How businesses with mediocre customer service manage to stay afloat is beyond me. Out of necessity I have been patronizing a small neighborhood heath food store, the kind that Trader Joe’s could mop up with a  pack of $1.99 sprouted grain bagels in about five seconds.

The kids who jerk around at the registers at this little place have never said “hello” when I come in. They’re too busy goofing off. The one or two stockers act like they would prefer monastic life to helping a customer.

The produce section is so scant it rarely has anything beyond apples and oranges and maybe some carrots. Yet this store has been open for over 20 years.  I have never seen samples offered, and their prices are so exorbitant I frequently skip all but what I have to buy because no one elses carries it.
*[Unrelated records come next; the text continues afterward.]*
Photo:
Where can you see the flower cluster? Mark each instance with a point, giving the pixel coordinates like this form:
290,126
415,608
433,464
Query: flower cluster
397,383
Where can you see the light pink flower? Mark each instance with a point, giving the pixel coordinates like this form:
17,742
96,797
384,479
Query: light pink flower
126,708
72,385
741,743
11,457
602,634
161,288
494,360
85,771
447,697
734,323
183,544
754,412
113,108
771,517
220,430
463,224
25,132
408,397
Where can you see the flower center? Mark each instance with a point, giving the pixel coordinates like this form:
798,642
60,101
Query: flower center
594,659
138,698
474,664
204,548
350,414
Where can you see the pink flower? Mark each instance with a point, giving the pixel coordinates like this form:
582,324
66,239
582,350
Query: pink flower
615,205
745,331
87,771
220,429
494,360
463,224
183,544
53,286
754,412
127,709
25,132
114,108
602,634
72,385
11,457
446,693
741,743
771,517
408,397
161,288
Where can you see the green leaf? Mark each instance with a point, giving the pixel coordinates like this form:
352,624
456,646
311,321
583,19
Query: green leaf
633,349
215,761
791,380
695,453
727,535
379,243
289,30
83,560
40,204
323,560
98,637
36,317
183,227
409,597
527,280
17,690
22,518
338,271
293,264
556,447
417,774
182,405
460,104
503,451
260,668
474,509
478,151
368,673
Last week – I swear this really happened – I was there just before they closed. Someone announced over the loud speaker, “We’re closed. We’re turning off the lights and going home.”

Once I couldn’t find something I wanted. I forget what. When I got to the check-out the kid asked, “Did you find everything all right?”
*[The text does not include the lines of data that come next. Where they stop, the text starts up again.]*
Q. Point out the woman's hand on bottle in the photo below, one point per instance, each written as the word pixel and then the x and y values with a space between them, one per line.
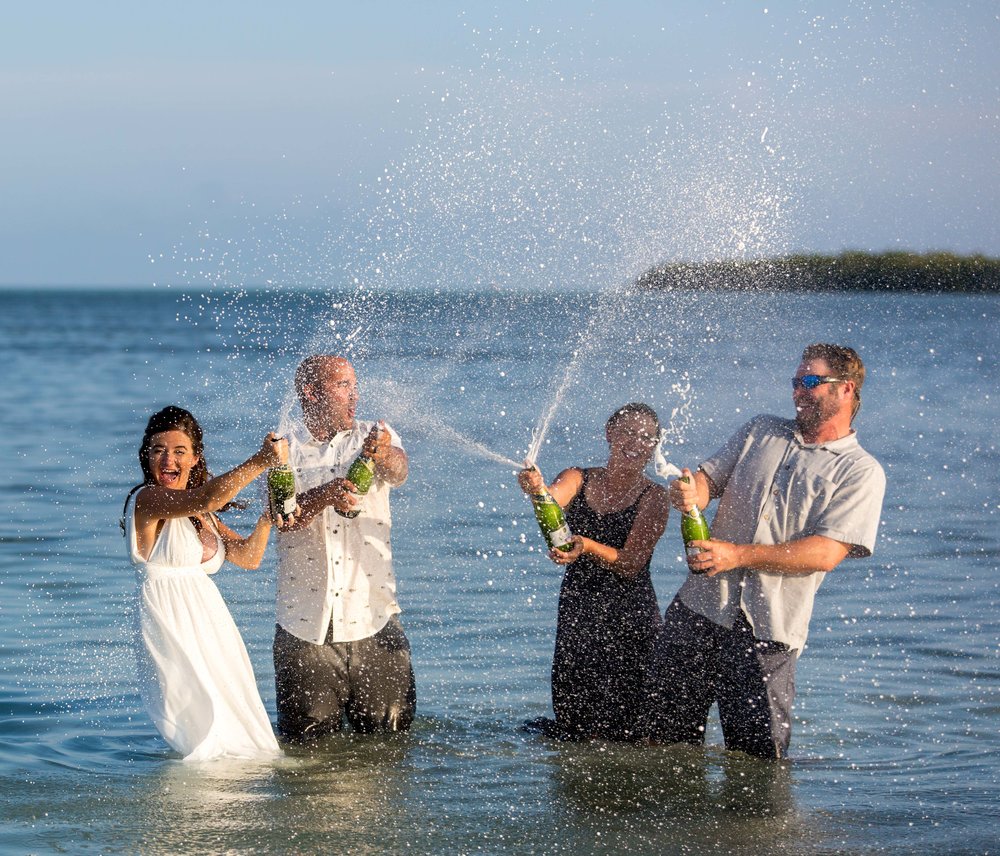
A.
pixel 530 479
pixel 683 492
pixel 377 442
pixel 567 557
pixel 274 450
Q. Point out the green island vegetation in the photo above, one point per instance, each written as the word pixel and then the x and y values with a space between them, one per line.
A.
pixel 849 271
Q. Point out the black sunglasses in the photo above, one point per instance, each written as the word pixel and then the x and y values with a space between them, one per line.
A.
pixel 812 381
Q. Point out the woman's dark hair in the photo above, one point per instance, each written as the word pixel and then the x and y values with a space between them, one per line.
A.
pixel 635 408
pixel 173 418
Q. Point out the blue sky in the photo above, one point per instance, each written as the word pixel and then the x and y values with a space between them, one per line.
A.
pixel 168 143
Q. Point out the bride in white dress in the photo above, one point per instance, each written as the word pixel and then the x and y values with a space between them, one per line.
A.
pixel 194 673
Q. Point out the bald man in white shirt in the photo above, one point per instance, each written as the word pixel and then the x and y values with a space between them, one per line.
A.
pixel 340 651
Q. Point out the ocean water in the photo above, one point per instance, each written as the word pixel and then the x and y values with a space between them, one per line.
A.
pixel 895 745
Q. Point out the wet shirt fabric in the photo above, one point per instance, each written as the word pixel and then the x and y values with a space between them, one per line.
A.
pixel 195 677
pixel 777 488
pixel 605 631
pixel 336 574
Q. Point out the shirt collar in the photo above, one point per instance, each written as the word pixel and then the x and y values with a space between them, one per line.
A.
pixel 304 437
pixel 838 446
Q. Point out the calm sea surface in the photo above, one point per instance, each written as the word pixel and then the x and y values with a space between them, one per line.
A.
pixel 895 744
And then without waiting for a response, he started ringing up my stuff.

“Ah, no,” I said. “I was looking for soy bean sprouts and you don’t seem to carry them.”

The cash register kid kept scanning my food.

“Aren’t you supposed to take my request and see if you can get it for me?”

“That’s not my job,” he said.

“Really? I always thought that was good customer service.”

He shrugged.

Have it your way, I thought. And then I asked the big Q.  “What’s your name?”

For a moment he evinced the fear of God. “Tyler.”

“Okay,” I said. “Tyler. I’ll remember that.”

For pity’s sake man. Get a life, get a personality, get a brain!

Now I am laughing. Hard. And doing a happy dance. There’s a new natural food store coming to town. A much bigger one. I know it well because it is based in a state where I used to live. And their customer service and selection and prices are waaaaay good.

The little do-nothing guy is in anguish, I hear. And the other two wanna-be natural food stores that could care less are also probably chewing their finger nails. The store that’s coming was started by one woman a long time ago. And her one store became a chain.

What this says to me, is that it doesn’t matter what you’re going to get out of being nice, doing a good job or basically being mindful of someone’s needs. The reason to do it is because it’s the right thing to do. Everything else will come.  Just keep on doing good.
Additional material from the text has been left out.